No one talked of replacing another vice-regal appointee until 1932 when Governor Sir Philip Game sacked NSW Labor premier, Jack Lang, after he had threatened interest payments to British bondholders. Had Lang won the subsequent election, Game might have been recalled even before the armies of the right – the Old and New Guards - reenacted Macarthur’s example and removed Lang by force.

After Labor Prime Minister Ben Chifley told King George VI to appoint  NSW Labor mate, Premier Bill McKell, as Governor General early in 1947, the leader of the Federal Opposition, R. G. Menzies, hinted that, on achieving office, he would ask the king to replace his representative. On 16 December 1949, the day that McKell swore Menzies in as prime minister, the King’s private secretary advised Australia House in London that His Majesty did not favour McKell’s removal. When Liberal supporters complained at a broken promise, Menzies minuted their letters “Ignore”.

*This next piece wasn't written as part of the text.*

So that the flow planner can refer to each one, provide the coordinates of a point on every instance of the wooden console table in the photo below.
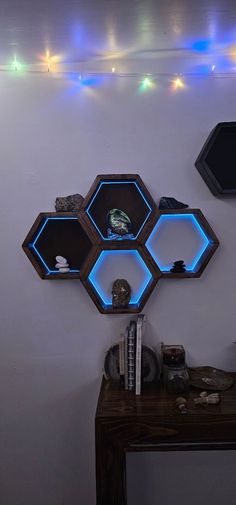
(125, 422)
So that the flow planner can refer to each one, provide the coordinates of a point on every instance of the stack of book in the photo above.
(130, 355)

Had E. G Whitlam been a shade more omniscient, he could have escaped the ambush at Yarralumla on 11 November by asking the Queen to tell Sir John Kerr that he no longer pleased her. As with Lang and Game, such a move is would have ensued had Labor won the 1975 poll.

Sir John fared less well than Sir Philip as protestors pursued him around the continent, booing him at the footy, The office was in disrepute. Prime minister Fraser eased Kerr out after His Excellency’s all-too-perfect impersonation of Sir Toby Belch on Melbourne Cup Day, 1977. The consolation of the Ambassadorship to UNESCO in Paris also had to be withdrawn after public outrage.

The next gubernatorial contretemps concerned the second clergyman whom Don Dunstan made Governor of South Australia, succeeding Pastor Sir Douglas Nicholls. Rumours that the Reverend Keith Seaman would be forced out appeared in the Adelaide Advertiser on 24 February 1978. No reason was given. The sole Democrat member of the Assembly, Robin Millhouse, refused to let the matter rest until the Reverend Seaman issued a statement that, before assuming office, he had engaged in a “grave impropriety”, not a crime. He added that his Uniting Church discipline committee had examined his case and allowed him to continue in his ministry. Seaman sat out his five-year term.

Vice-regal appointees can neither resign nor can they be sacked by the government. The Queen can recall them or they can ask her to terminate their commissions. So much for the niceties. The reality is that even a inquiry from the Palace about her representative’s suitability arrives with the force of royal command.